Exactly 9 months after being conceived, a man is ushered into the world, a world of consuming uncertainties and unknowns.

Where the only certainty is that life is finite, but as to how and when exactly that is the riddle.

Still, man plods through life making arithmetic calculations and planning, based on dog-eared standards refined through the ages

From the age of reason, that man learns to use Arithmetic to plan and live his life.  He plans for the years of elementary, secondary, etc. schooling, the monotonous cadence interspersed briefly with some levity and idleness known as vacations, holidays, etc.

Then he plans for his productive working life, including the idea and feasibility of creating a family of his own.  All this, amidst the uncertainty of the length of his life, but guided essentially by the life expectancy table again honed over the ages, taking into account all other elements which may make that life shorter like accidents, sickness, disease, etc.

Past the peak of his mature life, typically human parts start needing attention.  Some start becoming bothersome and maybe life-threatening, and thus requiring professional help.

As he approaches closer to his expected life span, tweaked by the many enhancements and modifications that blazing science and technology can offer, his arithmetic calculations take on more certainty, and shorter duration.

In my instance, the most hardy and robust of human organs, the heart has required special and customized attention. It has the close assistance of a pacemaker, or more technically an ICD, implanted cardioverter defibrillator, and for my particular case, a dual-chamber unit, with two leads, one attached to the upper right atrial chamber, and the other to the lower ventricular chamber.  Each lead provided with an electrode that will provide the spark when necessary to keep the heart beating normal.
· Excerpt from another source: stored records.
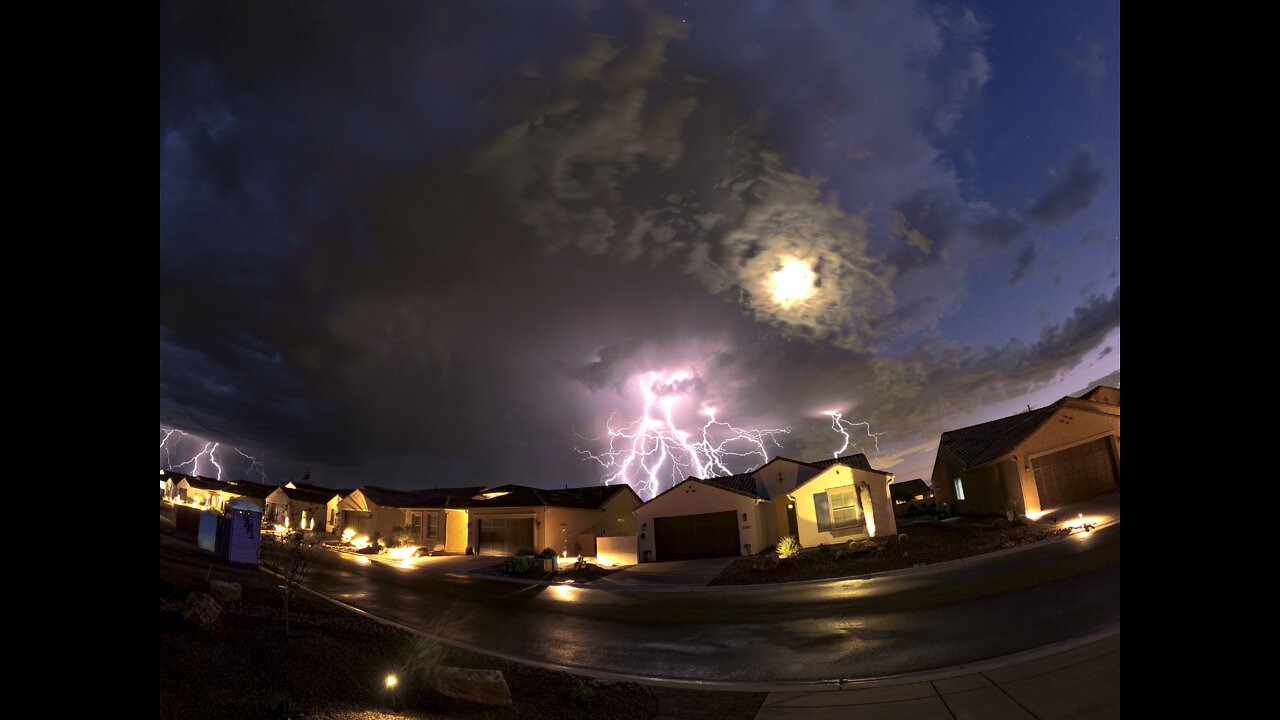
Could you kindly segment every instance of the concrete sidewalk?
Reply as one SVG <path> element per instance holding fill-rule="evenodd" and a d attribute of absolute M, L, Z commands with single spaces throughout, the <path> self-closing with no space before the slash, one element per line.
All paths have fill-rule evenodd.
<path fill-rule="evenodd" d="M 769 693 L 756 720 L 1120 717 L 1120 628 L 986 664 Z"/>

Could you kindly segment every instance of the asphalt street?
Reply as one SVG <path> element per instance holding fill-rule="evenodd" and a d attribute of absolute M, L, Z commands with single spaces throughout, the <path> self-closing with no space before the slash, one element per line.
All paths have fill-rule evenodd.
<path fill-rule="evenodd" d="M 511 583 L 329 552 L 306 583 L 525 662 L 726 689 L 800 688 L 961 666 L 1112 626 L 1120 528 L 908 573 L 696 592 Z"/>

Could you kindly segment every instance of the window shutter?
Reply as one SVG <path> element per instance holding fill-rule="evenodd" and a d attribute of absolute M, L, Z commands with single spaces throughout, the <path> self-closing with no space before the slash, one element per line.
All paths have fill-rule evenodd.
<path fill-rule="evenodd" d="M 827 502 L 827 493 L 815 492 L 813 493 L 813 510 L 818 516 L 818 532 L 829 533 L 831 532 L 831 505 Z"/>

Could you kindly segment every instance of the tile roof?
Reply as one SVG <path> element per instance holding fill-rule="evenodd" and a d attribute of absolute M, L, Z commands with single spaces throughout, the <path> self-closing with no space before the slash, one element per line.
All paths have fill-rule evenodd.
<path fill-rule="evenodd" d="M 223 480 L 215 480 L 214 478 L 202 478 L 200 475 L 187 475 L 187 486 L 196 489 L 216 489 L 221 492 L 234 492 L 230 491 L 230 483 Z M 178 480 L 182 482 L 180 479 Z"/>
<path fill-rule="evenodd" d="M 310 502 L 312 505 L 324 505 L 329 502 L 329 500 L 332 500 L 333 496 L 338 495 L 338 491 L 325 489 L 316 486 L 297 487 L 297 488 L 288 488 L 280 486 L 280 492 L 283 492 L 284 497 L 288 497 L 289 500 L 297 500 L 298 502 Z"/>
<path fill-rule="evenodd" d="M 475 502 L 472 498 L 485 489 L 488 488 L 484 486 L 474 486 L 410 491 L 413 495 L 413 501 L 404 507 L 467 507 Z"/>
<path fill-rule="evenodd" d="M 947 430 L 942 433 L 940 445 L 946 446 L 964 462 L 965 469 L 975 468 L 1011 452 L 1018 443 L 1039 429 L 1041 425 L 1048 421 L 1053 413 L 1064 406 L 1093 407 L 1103 413 L 1119 413 L 1119 406 L 1116 405 L 1092 400 L 1092 396 L 1097 395 L 1105 387 L 1097 386 L 1079 398 L 1066 396 L 1044 407 L 1037 407 L 1027 413 L 1010 415 L 1009 418 L 1000 418 L 989 423 Z"/>
<path fill-rule="evenodd" d="M 762 497 L 755 486 L 755 470 L 751 470 L 750 473 L 739 473 L 736 475 L 726 475 L 723 478 L 707 478 L 701 482 L 708 486 L 749 495 L 751 497 Z"/>
<path fill-rule="evenodd" d="M 613 486 L 585 486 L 564 489 L 543 489 L 526 486 L 503 486 L 489 488 L 490 491 L 507 491 L 506 495 L 489 500 L 476 500 L 471 507 L 481 510 L 485 507 L 573 507 L 582 510 L 598 510 L 620 492 L 635 495 L 631 486 L 618 483 Z M 639 496 L 636 496 L 639 500 Z"/>
<path fill-rule="evenodd" d="M 872 470 L 870 461 L 867 460 L 867 455 L 863 452 L 855 455 L 846 455 L 844 457 L 832 457 L 831 460 L 815 460 L 809 462 L 809 465 L 815 465 L 822 469 L 831 468 L 836 462 L 841 465 L 849 465 L 850 468 L 858 468 L 859 470 Z"/>

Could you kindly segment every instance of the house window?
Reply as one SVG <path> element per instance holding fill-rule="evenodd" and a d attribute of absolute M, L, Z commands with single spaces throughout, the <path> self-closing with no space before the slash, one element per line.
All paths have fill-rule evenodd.
<path fill-rule="evenodd" d="M 852 528 L 861 524 L 858 488 L 831 493 L 831 527 Z"/>
<path fill-rule="evenodd" d="M 813 507 L 818 520 L 818 532 L 828 533 L 844 528 L 856 528 L 864 524 L 861 516 L 861 488 L 854 486 L 833 492 L 817 492 Z"/>

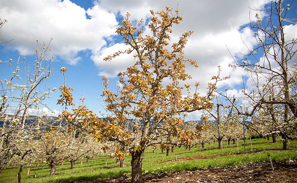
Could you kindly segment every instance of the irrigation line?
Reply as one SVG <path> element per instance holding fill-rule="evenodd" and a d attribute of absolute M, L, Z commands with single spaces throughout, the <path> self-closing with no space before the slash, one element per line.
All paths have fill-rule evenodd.
<path fill-rule="evenodd" d="M 297 148 L 296 147 L 292 147 L 291 148 L 290 148 L 288 150 L 295 150 L 297 149 Z M 256 150 L 254 150 L 253 152 L 250 151 L 247 151 L 245 153 L 244 152 L 240 152 L 239 153 L 226 153 L 225 154 L 216 154 L 213 155 L 197 155 L 197 156 L 195 156 L 192 157 L 183 157 L 181 158 L 177 158 L 177 159 L 178 160 L 181 160 L 184 159 L 188 159 L 189 158 L 192 158 L 195 159 L 210 159 L 211 158 L 217 158 L 217 157 L 220 157 L 221 156 L 229 156 L 231 155 L 238 155 L 239 154 L 252 154 L 255 152 L 263 152 L 264 151 L 266 150 L 270 150 L 270 151 L 273 151 L 273 150 L 281 150 L 282 149 L 276 149 L 275 148 L 267 148 L 266 149 L 257 149 Z M 184 153 L 181 154 L 180 154 L 182 155 Z M 203 157 L 201 157 L 201 156 Z M 176 158 L 175 158 L 174 159 L 170 159 L 167 160 L 164 160 L 163 161 L 156 161 L 155 162 L 148 162 L 147 163 L 145 163 L 144 164 L 146 164 L 146 163 L 166 163 L 166 162 L 168 162 L 170 161 L 176 161 Z"/>
<path fill-rule="evenodd" d="M 262 175 L 262 174 L 265 174 L 267 173 L 271 173 L 274 172 L 276 172 L 277 171 L 285 171 L 286 170 L 297 170 L 297 168 L 295 169 L 283 169 L 282 170 L 274 170 L 274 171 L 264 171 L 263 172 L 261 172 L 260 173 L 258 173 L 257 174 L 250 174 L 249 175 L 241 175 L 240 176 L 237 176 L 236 177 L 228 177 L 228 178 L 222 178 L 222 179 L 208 179 L 208 180 L 191 180 L 189 181 L 186 181 L 185 182 L 178 182 L 178 183 L 188 183 L 189 182 L 208 182 L 209 181 L 218 181 L 219 180 L 228 180 L 229 179 L 238 179 L 238 178 L 240 178 L 240 177 L 247 177 L 249 176 L 255 176 L 256 175 Z"/>

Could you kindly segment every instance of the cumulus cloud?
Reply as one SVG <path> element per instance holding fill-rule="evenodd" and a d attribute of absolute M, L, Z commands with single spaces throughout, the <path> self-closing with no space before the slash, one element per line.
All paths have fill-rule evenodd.
<path fill-rule="evenodd" d="M 217 74 L 217 67 L 219 65 L 222 67 L 221 76 L 230 75 L 232 78 L 221 82 L 219 83 L 219 86 L 227 85 L 233 87 L 241 82 L 242 77 L 246 73 L 243 72 L 241 68 L 234 69 L 228 67 L 228 64 L 234 61 L 226 46 L 236 59 L 242 56 L 239 53 L 246 54 L 249 51 L 248 47 L 252 47 L 257 42 L 253 38 L 253 32 L 248 27 L 242 28 L 249 22 L 250 11 L 251 11 L 251 20 L 255 20 L 255 12 L 249 7 L 261 9 L 268 1 L 263 1 L 260 3 L 257 1 L 248 2 L 220 1 L 217 2 L 219 4 L 216 6 L 212 5 L 212 3 L 208 1 L 197 1 L 179 2 L 178 1 L 158 1 L 157 3 L 154 1 L 143 0 L 130 1 L 127 3 L 125 1 L 117 1 L 115 3 L 101 0 L 98 3 L 102 8 L 122 16 L 124 16 L 127 12 L 129 12 L 132 20 L 149 17 L 150 9 L 153 9 L 155 12 L 160 11 L 164 9 L 165 6 L 167 5 L 175 8 L 178 4 L 180 14 L 184 19 L 180 25 L 174 26 L 173 34 L 170 35 L 171 42 L 176 41 L 178 37 L 187 30 L 195 31 L 194 33 L 188 39 L 185 54 L 186 58 L 198 61 L 199 68 L 197 69 L 187 66 L 187 70 L 193 79 L 187 82 L 194 85 L 196 81 L 200 82 L 201 89 L 200 92 L 201 94 L 204 94 L 206 92 L 205 89 L 207 87 L 207 83 L 210 81 L 212 76 Z M 114 6 L 115 4 L 118 6 Z M 231 7 L 233 7 L 232 11 L 229 9 Z M 264 16 L 264 14 L 262 14 L 260 15 Z M 145 34 L 149 33 L 148 32 L 147 28 Z M 119 48 L 118 45 L 114 47 Z M 108 51 L 107 48 L 102 51 Z M 113 49 L 112 51 L 117 50 Z M 113 52 L 111 51 L 109 54 Z M 97 52 L 96 55 L 100 54 L 98 54 Z M 127 62 L 131 61 L 131 59 L 124 58 L 124 56 L 119 58 L 117 61 L 104 64 L 99 64 L 100 62 L 102 61 L 100 61 L 102 56 L 94 56 L 92 59 L 96 65 L 103 70 L 99 72 L 99 75 L 114 77 L 119 72 L 125 70 L 127 66 L 129 65 Z M 120 60 L 121 64 L 119 65 Z M 127 65 L 124 63 L 125 62 Z M 102 67 L 102 66 L 104 67 Z M 181 82 L 181 84 L 184 83 Z"/>
<path fill-rule="evenodd" d="M 93 52 L 91 58 L 95 64 L 101 71 L 98 75 L 108 77 L 116 77 L 119 72 L 126 69 L 134 62 L 133 53 L 124 54 L 113 59 L 111 61 L 103 61 L 104 57 L 119 51 L 124 51 L 129 46 L 124 43 L 117 43 L 109 47 L 106 47 L 99 51 Z"/>
<path fill-rule="evenodd" d="M 50 110 L 48 108 L 44 107 L 42 108 L 36 109 L 30 108 L 28 112 L 30 115 L 42 116 L 48 116 L 57 117 L 61 113 L 56 110 Z"/>
<path fill-rule="evenodd" d="M 36 39 L 47 44 L 53 38 L 53 54 L 71 64 L 80 60 L 78 52 L 105 45 L 118 23 L 113 14 L 98 4 L 86 10 L 69 0 L 0 1 L 1 18 L 8 21 L 2 40 L 15 39 L 5 45 L 6 49 L 31 54 Z"/>

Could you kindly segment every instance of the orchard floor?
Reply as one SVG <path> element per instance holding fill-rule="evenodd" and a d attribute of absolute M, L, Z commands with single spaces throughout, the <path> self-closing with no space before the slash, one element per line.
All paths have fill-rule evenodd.
<path fill-rule="evenodd" d="M 153 174 L 143 177 L 143 182 L 297 182 L 297 161 L 270 163 L 249 163 L 234 166 L 212 167 L 195 171 Z M 130 178 L 113 177 L 92 181 L 71 181 L 67 183 L 129 183 Z"/>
The upper lead will provide the electrical spark that is typically provided naturally by the sinus node in the heart.  Absent the spark, the heart may not beat at all and life will be no more. 

In my case, my beating heart now uses the pacer for the spark needed 98% of the time, while the lower lead is being used only 6% of time.  Per last examination/reading the implanted pacemaker I have still has an expected usefulness of 13 years, taking into account its current usage.

All these details put into context, the more or less exact length of my life.  Until and unless a new pacer is installed to replace the depleted one.

This therefore as one can clearly see, puts an arithmetic certainty to the end of one’s life.